Flume Sink Test
Apache Flume has three main components - Source, Channel and Sink. A sink stores the data in centralized stores like HBase and HDFS. It consumes the data (events) from the channels and delivers it to the destination. The destination of the sink might be another agent or the central stores. One of the example of sink is the HDFS sink.
Given that the sink is responsible for storing the data in a centralized store for long-term storage and processing, it could lead to significant data loss if the sink malfunctions or is unavailable. That is the reason it is absolutely important to monitor the sink to fully capture its operations and highlight if there is an issue or error because of which data loss may occur. The metrics and insights from monitoring can help administrators identify and act on potential problems even before they propagate into failure.
This test monitors every Flume sink and collects key metrics like number of batches complete, channel reads fails, connections closed etc. These metrics help administrators understand the current performance of the system and alerts when it requires intervention to fix the problems.

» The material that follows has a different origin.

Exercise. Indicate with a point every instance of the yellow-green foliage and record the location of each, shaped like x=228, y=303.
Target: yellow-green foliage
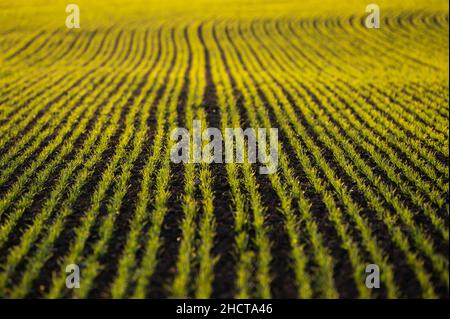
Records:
x=85, y=170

Target of the test : Apache Flume
Agent deploying the test : An internal agent
Outputs of the test : One set of results for each sink in Apache Flume agent being monitored.
Parameter | Description |
---|---|
Test period |
How often should the test be executed. |
Host |
The IP address of the target server that is being monitored. |
Port |
The port number through which the Apache Flume communicates. The default port is 8080. |
FLUME JMX Remote Port |
Specify the port at which the JMX listens for requests from remote hosts. Ensure that you specify the same port that you configured in theflume-env.ps1file, in JVM_OPTS variable. |
JMX Username, Password and Confirm Password |
These parameters appear only if the Mode is set to JMX. If JMX requires authentication only (but no security), then ensure that the user and password parameters are configured with the credentials of a user with read-write access to JMX. To know how to create this user, refer to Configuring the eG Agent to Support JMX Authentication. Confirm the password by retyping it in the Confirm Password text box. |
Measurement | Description | Measurement Unit | Interpretation |
---|---|---|---|
Batch complete count |
Indicates the number of batches of events received in this sink with size equal to maximum batch size in a second. |
Batches/Sec |
Having all batches full to the capacity is best use of Flume resources, but can only be achieved for high volume systems. |
Batch empty count |
Indicates the number of batches received in a second in this sink with no events in the batch. |
Batches/Sec |
This is not ideal as batches are processed but there is no data. |
Batch under flow count |
Indicates the number of batches received in a second in this sink with number of events less than maximum batch size. |
Batches/Sec |
This approach is optimal approach with systems with low amount of data being transferred. |
Channel read fail |
Indicates the number of events which this sink failed to read from the channel. |
Events/Sec |
Administrators should investigate if channel and sink are both in healthy state and should go through the logs to understand why the read is failing. |
Connection closed count |
Indicates the number of existing connections closed in a second from this sink to storage system or next hop. |
Connections/Sec |
If the number of connections closed is proportionate to the reduction in number of events then it is fine, otherwise there could be some issue which might be causing the connections to close and remaining connections may not be able to service the event flow. |
Connection created count |
Indicates the number of new connections created in a sec by this sink to storage system or next hop. |
Connections/Sec |
If the number of connections created is proportionate to the number of events then it is fine otherwise administrators may need to investigate. |
Connection failed count |
Indicates the number of connection requests from this sink to storage system, that failed. |
Connection/Sec |
|
Event drain attempt count |
Indicates the number of events that this sink tried to write to the storage system in a second. |
Events/Sec |
|
Event drain success count |
Indicates the number of events that this sink successfully wrote to the storage system in a second. |
Events/Sec |
|
Event write fail |
Indicates the number of events that this sink tried to write to the storage system in a second but failed. |
Events/Sec |
|